Когда собирались ровесники Синго, все старики за шестьдесят, разговор всегда вертелся вокруг болезней и смертей, и кто-то, наверно, сказал, что на заводе у Мйямото работают с цианистым калием и если заболеешь раком, то надо попросить у него этого яда. Кому охота продлевать свои страдания, когда известно, что болезнь неизлечима? И уж если смерть неизбежна, нужен хотя бы свободный выбор времени смерти.
– Но это же была обычная пьяная болтовня, – ответил Синго.
– Я им не воспользуюсь. Я и не собираюсь воспользоваться им. Единственное, чего я хочу – получить свободу, о которой говорили тогда. Если у меня будет цианистый калий, то одно сознание, что я могу принять его в любую минуту, даст мне силы вынести все мучения. Я уверен. Есть ли у меня другой способ обрести последнюю свободу, выразить свой единственный протест? Но я обещаю не воспользоваться цианистым калием.
Пока приятель говорил, глаза его сверкали. Сиделка молча вязала свитер из белой шерсти.
Синго стало неприятно оттого, что он так и не собрался попросить Миямото, хотя больной на пороге смерти с такой надеждой ждал этого.
Синго немного успокоился, лишь доехав до цветущей акации, и сейчас, задремав в электричке, он вспомнил об акации потому, что у него из головы не выходил больной приятель.
Не успел Синго задремать, как снова открыл глаза, – электричка стояла.
Это не была станция.
Когда электричка остановилась, мимо с грохотом пронеслась встречная – от этого грохота, наверно, он и проснулся.

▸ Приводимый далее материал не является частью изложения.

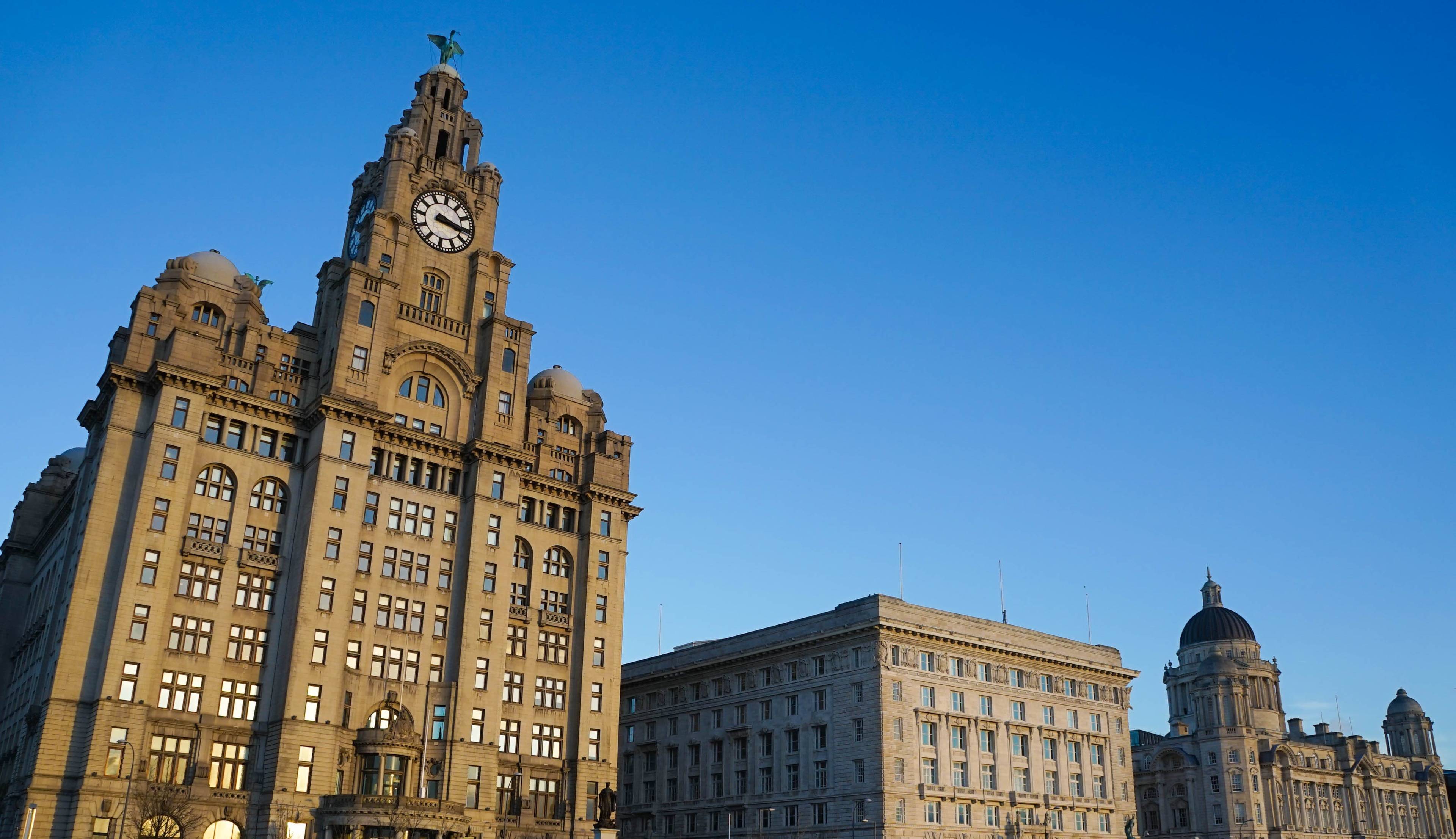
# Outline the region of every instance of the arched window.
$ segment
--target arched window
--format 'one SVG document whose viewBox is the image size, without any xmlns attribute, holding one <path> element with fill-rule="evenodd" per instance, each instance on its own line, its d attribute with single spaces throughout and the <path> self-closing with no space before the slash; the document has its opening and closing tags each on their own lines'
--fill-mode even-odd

Электричка Синго, немного проехав, снова остановилась.
По узкой тропинке к поезду подбежали дети.
Некоторые пассажиры, высунувшись из окон, смотрели, что происходит впереди.

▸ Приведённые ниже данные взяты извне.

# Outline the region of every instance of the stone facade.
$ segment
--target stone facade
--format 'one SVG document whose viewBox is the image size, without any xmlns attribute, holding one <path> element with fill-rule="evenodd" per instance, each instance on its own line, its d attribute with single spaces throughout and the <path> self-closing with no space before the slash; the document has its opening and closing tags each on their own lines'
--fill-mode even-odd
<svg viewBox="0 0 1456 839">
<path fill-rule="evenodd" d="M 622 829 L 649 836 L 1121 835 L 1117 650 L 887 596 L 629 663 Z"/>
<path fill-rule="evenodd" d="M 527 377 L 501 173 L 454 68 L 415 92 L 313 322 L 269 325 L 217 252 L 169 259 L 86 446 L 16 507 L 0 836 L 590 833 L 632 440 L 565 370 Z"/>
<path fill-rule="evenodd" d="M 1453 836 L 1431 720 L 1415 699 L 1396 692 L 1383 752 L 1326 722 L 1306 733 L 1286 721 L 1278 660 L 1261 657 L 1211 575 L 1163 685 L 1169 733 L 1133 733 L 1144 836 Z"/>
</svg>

Слева тянулся бетонный забор какого-то завода. Между забором и железнодорожной линией шла сточная канава, до краев полная нечистот, и вонь от нее доносилась даже до поезда.

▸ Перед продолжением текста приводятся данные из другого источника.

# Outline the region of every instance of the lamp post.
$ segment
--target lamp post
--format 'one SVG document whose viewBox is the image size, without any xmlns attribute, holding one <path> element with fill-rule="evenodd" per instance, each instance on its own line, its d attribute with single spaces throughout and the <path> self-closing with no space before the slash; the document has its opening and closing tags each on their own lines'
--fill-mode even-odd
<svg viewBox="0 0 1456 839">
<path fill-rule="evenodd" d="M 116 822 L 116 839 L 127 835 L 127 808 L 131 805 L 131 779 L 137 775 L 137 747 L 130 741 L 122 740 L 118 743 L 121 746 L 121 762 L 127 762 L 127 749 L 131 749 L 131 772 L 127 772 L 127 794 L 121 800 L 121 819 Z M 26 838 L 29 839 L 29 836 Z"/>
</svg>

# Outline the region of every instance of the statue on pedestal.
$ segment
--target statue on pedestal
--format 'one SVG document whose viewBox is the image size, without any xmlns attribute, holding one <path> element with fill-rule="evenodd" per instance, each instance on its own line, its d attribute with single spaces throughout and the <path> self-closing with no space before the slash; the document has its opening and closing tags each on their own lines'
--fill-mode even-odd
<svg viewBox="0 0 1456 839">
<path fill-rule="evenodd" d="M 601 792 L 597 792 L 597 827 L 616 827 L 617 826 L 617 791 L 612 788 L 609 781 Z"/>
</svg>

Справа виднелась узкая тропинка, по которой прибежали дети. У тропинки, уткнувшись носом в траву, неподвижно лежала собака.
Там, где тропинка подходила к железнодорожным путям, стояло несколько лачуг, сбитых из трухлявых досок. Из окна – четырехугольной дыры в одной из хибарок – поезду махала рукой девушка, на вид слабоумная. Движения руки были вялые, бессильные.
– Остановка нашего поезда вызвана тем, что состав, вышедший за пятнадцать минут до нас, потерпел крушение на станции Цуруми. Извините за задержку, – объявил проводник.
Иностранец, сидевший напротив Синго, растолкал ехавшего с ним юношу.
– Что он сказал? – спросил он по-английски.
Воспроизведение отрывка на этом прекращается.